Superworlds - 5.5 - Safely Seeking Suicide

Dear Mom, Dad, Jonas and Sarah,

I’m sorry I’ve had to do this.

Matt stared at the words on the screen, and then sighed and hit backspace. One, he realised, these should be handwritten letters. Two, he shouldn’t write them until closer to the date. Prepping too early carried the risk of the letters being discovered and the whole plan revealed. Three – the notes should be separate. One for each of them. One each to address everything they meant to him, and everything he hoped they could be.

Even looking at the blank screen, feeling himself tear up a little, Matt could see what the letters would say.
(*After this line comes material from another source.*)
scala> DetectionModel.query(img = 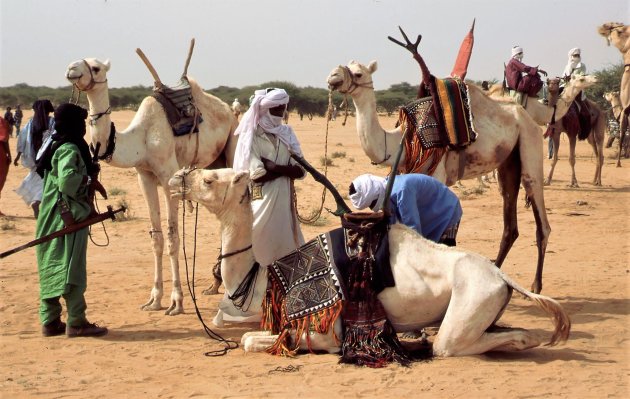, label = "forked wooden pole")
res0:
[136,48,162,84]
[182,37,195,76]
That he wasn’t actually dead. That he'd had no choice but to fake it. Why it didn’t mean in any way that he didn’t want to be with them or that he didn’t love them; why he was sorry, but that this was the only way.

Then, he thought, recounting good memories, better days. The time they’d caught his Dad cheating at tennis. The tale of the burnt lasagne. Sarah’s phase of believing she was a fairy. Jonas’ years of mispronouncing words.

From the past then to the future. What he hoped for each of them; reassurances for his parents, encouragement and advice for his siblings. A promise to get in contact, if ever safe, if ever possible. A plea to move on. Permission to grieve.

It felt selfish, he realised as he typed it down, as he made notes, as he erased them. So utterly selfish to inflict this sudden loss without any warning after he’d already turned their lives upside down. But he was doing it for them. For all of them. It was the only way they’d ever know peace.

And they would be looked after. Matt was sure of that. Whatever support they needed, whether it be emotional or financial, Jane would see to it; the Legion would. There’d be enough people to share the truth with, in his small secret circle. Enough to mitigate the trauma. Hopefully.

Mom, Dad, Jane. Jonas, Sarah. Azleena. Giselle. Wally, because he’d probably psychically find out. Maybe Will, if Wally couldn’t keep his mouth shut. Already too many people. Far too few. You couldn’t just extract one life without entangling them all.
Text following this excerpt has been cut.